After a breakfast of lavash and fresh cream (I watched the others drink tea) -- we headed for the city of silvers earrings, turquoise tiles, and reflecting pools designed for strolling. Mona, Mohsen, and I rode South on a rickety bus that played censored love songs while speeding through the roads of the young regime. Staring out the window, I wanted to absorb every bit of the bare country before me. I don't remember the day or time, or the type of food the familiar stranger on the adjacent seat offered to share with me, only the red of the earth has stayed in my mind. Years later, when a flower in this garden of life, disappeared overnight and left a gaping hole in the sky, I remembered the bare country before me, the dry red earth and the constellations that shined over the carefree journey...

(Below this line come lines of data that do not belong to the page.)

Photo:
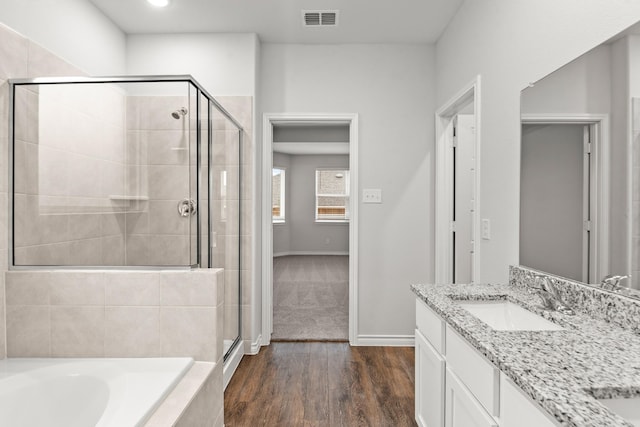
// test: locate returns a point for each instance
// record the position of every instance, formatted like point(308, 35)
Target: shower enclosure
point(126, 172)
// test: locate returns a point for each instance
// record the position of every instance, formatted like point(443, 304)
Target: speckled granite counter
point(561, 370)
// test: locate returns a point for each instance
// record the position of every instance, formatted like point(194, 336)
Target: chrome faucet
point(548, 293)
point(612, 282)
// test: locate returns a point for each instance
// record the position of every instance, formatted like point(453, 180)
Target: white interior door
point(464, 203)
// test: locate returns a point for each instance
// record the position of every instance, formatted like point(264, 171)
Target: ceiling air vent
point(320, 18)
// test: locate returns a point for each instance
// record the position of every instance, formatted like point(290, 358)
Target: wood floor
point(322, 384)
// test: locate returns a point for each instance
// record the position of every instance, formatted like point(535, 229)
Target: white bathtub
point(85, 392)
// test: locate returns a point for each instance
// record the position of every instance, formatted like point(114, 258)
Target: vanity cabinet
point(430, 380)
point(462, 407)
point(456, 386)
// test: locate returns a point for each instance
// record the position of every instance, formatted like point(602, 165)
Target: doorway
point(326, 211)
point(457, 187)
point(564, 194)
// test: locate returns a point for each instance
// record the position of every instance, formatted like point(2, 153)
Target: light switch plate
point(372, 195)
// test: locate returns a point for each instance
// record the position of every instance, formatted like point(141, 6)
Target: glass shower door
point(225, 224)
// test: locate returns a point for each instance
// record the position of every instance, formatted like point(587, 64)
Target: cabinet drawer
point(429, 383)
point(518, 410)
point(462, 408)
point(430, 324)
point(476, 372)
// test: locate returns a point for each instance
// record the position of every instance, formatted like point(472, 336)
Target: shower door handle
point(187, 207)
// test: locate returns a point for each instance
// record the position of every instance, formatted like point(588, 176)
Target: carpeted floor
point(311, 298)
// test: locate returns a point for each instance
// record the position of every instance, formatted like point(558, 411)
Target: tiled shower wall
point(69, 162)
point(20, 58)
point(65, 313)
point(158, 168)
point(23, 58)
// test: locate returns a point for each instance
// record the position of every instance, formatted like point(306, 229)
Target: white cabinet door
point(429, 384)
point(518, 410)
point(462, 408)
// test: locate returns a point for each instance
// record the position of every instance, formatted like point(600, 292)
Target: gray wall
point(551, 199)
point(300, 234)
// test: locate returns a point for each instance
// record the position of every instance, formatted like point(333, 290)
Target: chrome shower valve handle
point(187, 207)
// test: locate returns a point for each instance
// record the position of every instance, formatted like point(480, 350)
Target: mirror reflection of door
point(555, 193)
point(463, 200)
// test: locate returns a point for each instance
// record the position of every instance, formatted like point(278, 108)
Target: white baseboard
point(253, 348)
point(385, 340)
point(290, 253)
point(231, 364)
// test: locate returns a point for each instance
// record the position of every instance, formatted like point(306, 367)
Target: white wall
point(223, 63)
point(75, 30)
point(510, 44)
point(392, 89)
point(581, 87)
point(282, 231)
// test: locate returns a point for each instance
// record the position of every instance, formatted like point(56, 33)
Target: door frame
point(470, 93)
point(268, 120)
point(600, 174)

When you disappeared, you left a gaping hole in the sky. All that was left was a thin ceiling of black velvet. A few diamonds and pearls, stitched into constellations by a seamstress with a second hand apron and shooting stars in her eyes, glimmered faintly. To fill the hole you had left, she stayed up all night with a needle and thread, sewing ambers and emeralds back into the beautiful blackness, of the universe's torn velvet dress. Refusing to remember your smile, your voice, the almond shape of your eyes, fields of strawberries that stretched in your heart, and groves of ancient oak trees that wrinkled around your eyes, so that she would never witness another hole in the sky, she continued to stitch day and night. When her calloused fingers trickled with blood, rubys rained from the sky, melting into drops that dried across the earth of oil and clay, earrings and tile, painting the magnificient desert the sunset red we see today.

Comments:
you can write poetry. do you? 'stiching diamonds and pearls into the sky' deigns to come alive in verse... full of energy, anger, oomph! lots of good imagery in your writing. read rilke...

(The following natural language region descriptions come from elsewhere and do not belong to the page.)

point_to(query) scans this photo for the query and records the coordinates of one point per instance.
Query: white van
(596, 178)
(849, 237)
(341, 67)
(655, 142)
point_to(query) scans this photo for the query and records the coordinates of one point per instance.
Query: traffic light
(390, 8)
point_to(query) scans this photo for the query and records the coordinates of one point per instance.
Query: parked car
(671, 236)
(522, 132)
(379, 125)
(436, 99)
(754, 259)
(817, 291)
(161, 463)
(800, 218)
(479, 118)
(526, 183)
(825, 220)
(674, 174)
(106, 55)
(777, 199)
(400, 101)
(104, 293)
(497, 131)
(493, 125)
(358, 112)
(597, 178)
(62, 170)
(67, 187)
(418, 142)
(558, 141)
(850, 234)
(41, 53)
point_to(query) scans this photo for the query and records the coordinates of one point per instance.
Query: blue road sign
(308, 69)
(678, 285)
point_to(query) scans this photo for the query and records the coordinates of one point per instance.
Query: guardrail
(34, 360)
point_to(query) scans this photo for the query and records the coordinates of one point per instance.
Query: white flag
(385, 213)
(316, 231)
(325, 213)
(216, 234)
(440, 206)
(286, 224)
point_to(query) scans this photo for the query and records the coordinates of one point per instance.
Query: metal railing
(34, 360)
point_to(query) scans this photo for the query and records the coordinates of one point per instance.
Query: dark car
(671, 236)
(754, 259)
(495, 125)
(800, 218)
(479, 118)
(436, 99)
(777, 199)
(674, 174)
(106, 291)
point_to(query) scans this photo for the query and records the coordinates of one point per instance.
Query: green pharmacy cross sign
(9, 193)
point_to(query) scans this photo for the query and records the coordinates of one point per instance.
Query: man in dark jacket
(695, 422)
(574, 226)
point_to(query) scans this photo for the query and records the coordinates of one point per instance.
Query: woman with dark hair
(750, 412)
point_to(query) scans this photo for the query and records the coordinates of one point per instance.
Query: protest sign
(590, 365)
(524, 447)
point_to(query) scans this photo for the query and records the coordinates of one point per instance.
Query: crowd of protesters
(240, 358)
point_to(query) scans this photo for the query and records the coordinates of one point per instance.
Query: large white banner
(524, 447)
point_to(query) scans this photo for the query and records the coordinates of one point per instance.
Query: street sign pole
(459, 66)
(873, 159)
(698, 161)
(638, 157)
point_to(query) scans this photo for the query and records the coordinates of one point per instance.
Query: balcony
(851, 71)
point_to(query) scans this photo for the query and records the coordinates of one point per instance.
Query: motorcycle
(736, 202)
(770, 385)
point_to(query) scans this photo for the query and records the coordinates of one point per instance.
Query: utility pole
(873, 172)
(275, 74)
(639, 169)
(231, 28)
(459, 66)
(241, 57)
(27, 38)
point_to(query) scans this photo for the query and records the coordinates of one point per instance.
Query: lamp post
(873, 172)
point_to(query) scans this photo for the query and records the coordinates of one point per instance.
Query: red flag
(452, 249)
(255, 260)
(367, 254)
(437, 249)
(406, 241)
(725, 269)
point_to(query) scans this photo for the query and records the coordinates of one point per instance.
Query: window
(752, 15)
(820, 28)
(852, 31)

Yes - the springtimes needed you. Often a star
was waiting for you to notice it. A wave rolled toward you
out of the distant past, or as you walked
under an open window, a violin
yielded itself to your hearing. All this was mission.
But could you accomplish it? Weren't you always
distracted by expectation, as if every event
announced a beloved?

more rilke...
 
For I shall learn from flower and leaf
That color every drop they hold,
To change the lifeless wine of grief
To living gold.

[]

In many another soul I broke the bread,
And drank the wine and played the happy guest,
But I was lonely, I remembered you;
The heart belongs to him who knew it best.

--both are from sara teasdale

have you more musings to come?!
 
I hope to see more writing from you. I dont write much on my blog mostly I link to things I think are interesting but hopefully if this semester goes well I will have more time. Take care lady.